Total Football for Nonprofits
I am convinced that agility will be the hallmark of future successful nonprofits.
In five years, successful ministries will look like the Dutch soccer teams of the 1970’s, playing Total Football to the delight of their constituents and the benefit of human-kind.
A programming note, from here on out when you see football, I’m talking about the sport the rest of the world calls football, what we American’s call soccer.
Total Football is a concept created by Rinus Michels and first really put into practice by the Dutch Ajax team in the late 1960’s and early 1970’s.
Generally in football you have a particular formation, such as the 4-4-2 the U.S. team often plays. That is four defenders, four midfielders and two attackers (football formations always start at the back).
The goal is to keep this “shape” throughout the game.
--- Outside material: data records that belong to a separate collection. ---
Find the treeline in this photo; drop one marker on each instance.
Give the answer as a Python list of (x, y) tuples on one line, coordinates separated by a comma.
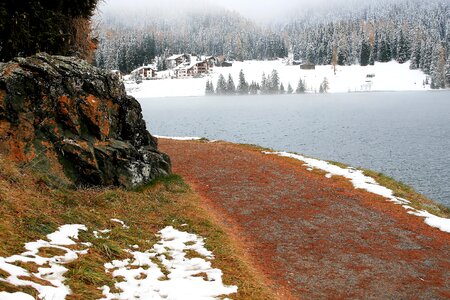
[(56, 27), (217, 33), (269, 85), (418, 31)]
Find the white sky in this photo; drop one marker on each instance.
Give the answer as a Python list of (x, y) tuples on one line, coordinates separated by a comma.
[(255, 9)]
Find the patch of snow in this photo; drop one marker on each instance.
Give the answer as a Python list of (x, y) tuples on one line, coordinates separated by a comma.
[(389, 76), (121, 223), (144, 279), (15, 296), (178, 138), (361, 181), (53, 274)]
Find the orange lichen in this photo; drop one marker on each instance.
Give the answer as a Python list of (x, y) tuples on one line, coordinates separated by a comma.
[(316, 237), (2, 97), (9, 69), (97, 114), (66, 109)]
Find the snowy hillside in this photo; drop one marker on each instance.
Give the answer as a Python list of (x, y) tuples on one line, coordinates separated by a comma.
[(390, 76)]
Teams often get into trouble when they loose their shape and holes open up.
In Total Football there is a starting formation (4-2-4), but players swap roles on the fly as the game progresses.
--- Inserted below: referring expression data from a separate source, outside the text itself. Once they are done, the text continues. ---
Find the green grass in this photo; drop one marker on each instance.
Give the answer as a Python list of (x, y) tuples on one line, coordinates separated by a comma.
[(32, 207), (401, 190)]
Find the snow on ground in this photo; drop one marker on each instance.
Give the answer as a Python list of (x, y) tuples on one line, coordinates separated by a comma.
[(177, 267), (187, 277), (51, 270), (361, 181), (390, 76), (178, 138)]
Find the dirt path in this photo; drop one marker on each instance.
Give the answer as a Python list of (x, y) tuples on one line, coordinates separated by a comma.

It’s easier to understand if you watch the first 20 seconds or so of this video (excuse the cheesy music).
Right about 18 seconds you can count all ten Dutch players in the frame. This is a big no-no in general, but was part of the Total Football philosophy.
This system requires each player to constantly access the current state of the game and the space around them to flow to where the team needs him. It creates huge match-up problems for defenders and leads to an improvisational type of play that is hard to coach against.
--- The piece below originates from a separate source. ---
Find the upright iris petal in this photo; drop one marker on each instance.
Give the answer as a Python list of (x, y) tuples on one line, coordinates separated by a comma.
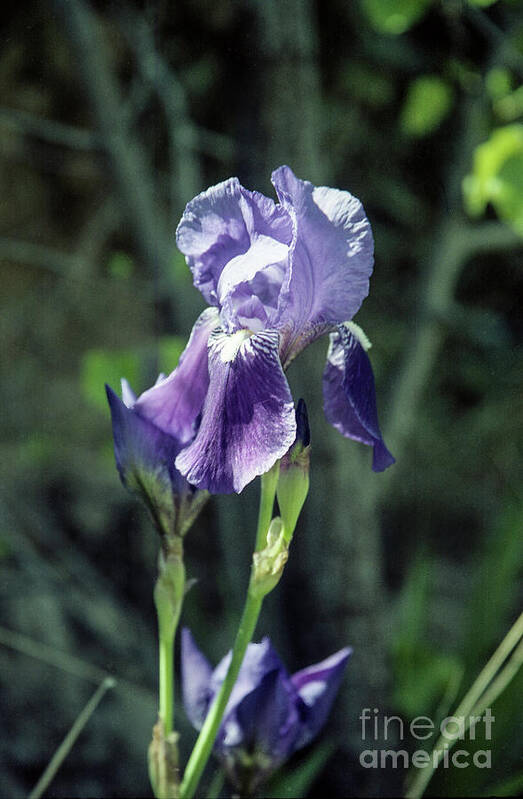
[(270, 713), (280, 275)]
As you would expect people who are better attackers than defenders play that role more often. And of course the goalie stayed in goal, that role never got swapped around. To be sure this took a special group of players and when Ajax traded their star player away they had trouble replicating their early success.
A nonprofit will always have folks who are stronger in some aspects than others.
And will always have team members who’s role shouldn’t be shared (CFO comes to mind).
The more a nonprofit’s employees look up from their particular task and take a larger view to understand what is needed right now to be successful the more successful you will be.